C’étaient de robustes gamins, prêts à trimer douze à quatorze heures par jour
en échange d’une miche de pain et d’un peu de lard. Cela les changeait de la
soupe à la châtaigne. Domenico les surveillait, n’hésitant pas à les rosser
quand ils manquaient d’ardeur. C’était ainsi qu’en avait usé avec lui son
premier employeur.
    Incapable de résister à l’appât du gain, il avait ouvert une
taverne fréquentée par les ouvriers de ses concurrents, membres comme lui de la
confrérie de San Giulano. Il les faisait boire pour leur soutirer des
informations sur les commandes qui lui avaient échappé.
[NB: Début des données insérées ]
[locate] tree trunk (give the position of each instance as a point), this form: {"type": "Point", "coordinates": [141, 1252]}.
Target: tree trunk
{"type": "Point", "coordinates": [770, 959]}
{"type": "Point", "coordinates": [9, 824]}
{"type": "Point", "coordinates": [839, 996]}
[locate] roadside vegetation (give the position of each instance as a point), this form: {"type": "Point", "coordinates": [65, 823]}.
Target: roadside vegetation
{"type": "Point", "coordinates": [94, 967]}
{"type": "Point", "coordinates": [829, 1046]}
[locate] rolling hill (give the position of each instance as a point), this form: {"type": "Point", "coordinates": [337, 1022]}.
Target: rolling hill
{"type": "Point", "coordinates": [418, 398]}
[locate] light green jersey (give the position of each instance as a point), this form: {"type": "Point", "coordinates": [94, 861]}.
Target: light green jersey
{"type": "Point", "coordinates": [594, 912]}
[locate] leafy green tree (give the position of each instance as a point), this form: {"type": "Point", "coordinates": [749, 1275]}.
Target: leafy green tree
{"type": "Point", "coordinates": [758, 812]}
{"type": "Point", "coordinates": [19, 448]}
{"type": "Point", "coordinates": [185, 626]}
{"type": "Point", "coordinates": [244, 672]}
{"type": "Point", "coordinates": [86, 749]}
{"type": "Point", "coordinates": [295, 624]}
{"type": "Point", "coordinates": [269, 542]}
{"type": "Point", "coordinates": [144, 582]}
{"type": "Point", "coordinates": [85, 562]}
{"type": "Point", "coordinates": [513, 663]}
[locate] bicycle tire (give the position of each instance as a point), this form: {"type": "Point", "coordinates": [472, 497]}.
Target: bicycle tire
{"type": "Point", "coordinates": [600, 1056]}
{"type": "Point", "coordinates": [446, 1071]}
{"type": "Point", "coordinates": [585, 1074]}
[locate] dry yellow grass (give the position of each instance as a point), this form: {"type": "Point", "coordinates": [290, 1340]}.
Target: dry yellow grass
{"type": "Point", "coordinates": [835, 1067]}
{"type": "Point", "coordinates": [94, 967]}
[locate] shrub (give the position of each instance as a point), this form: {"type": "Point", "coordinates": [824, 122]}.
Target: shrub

Il leur accordait aussi
généreusement crédit, sachant qu’il pourrait faire retenir les sommes dues par
ces fieffés soiffards sur leurs salaires en s’adressant à leurs patrons. Au
grand dam de leurs mégères, de hideuses créatures à la poitrine déformée par
les grossesses, qui venaient parfois chercher leurs maris, accompagnées d’une
ribambelle de gamins crasseux.
    Quand elles se montraient par trop vindicatives, le
tisserand demandait à Antonio de sortir de la cave où il passait ses journées à
ranger des barriques de vin et de lourds fromages, et à protéger ceux-ci contre
les dents des rongeurs.
    La vue du vieil esclave suffisait à déclencher des cris
d’effroi : Il Moro ! Il Moro ! « Le Maure ! Le
Maure ! » Comme s’il n’était pas, en apparence du moins, aussi bon
chrétien qu’elles ! Il se rendait à l’église une fois l’an, se tenant près
du porche en marmonnant des phrases incompréhensibles, dans un étrange jargon.
    C’était la condition mise par Domenico pour prendre
l’esclave à son service à Savone après l’avoir caché des années durant à
Mocònesi conformément aux exigences du doge. Dans ce village, les
Centurione – Domenico n’avait pas tardé à comprendre que c’était d’eux
dont se méfiait avant tout Pierino Fregoso – auraient été bien en mal de
retrouver sa trace. Ces prospères négociants, qui n’hésitaient pas à se rendre
à Lisbonne ou à Barcelone, se gardaient bien de s’aventurer dans la montagne
ligure. À leurs yeux, ce monde était bizarre, peuplé d’êtres frustes et
sauvages, trop pauvres pour vouloir recourir à leurs services.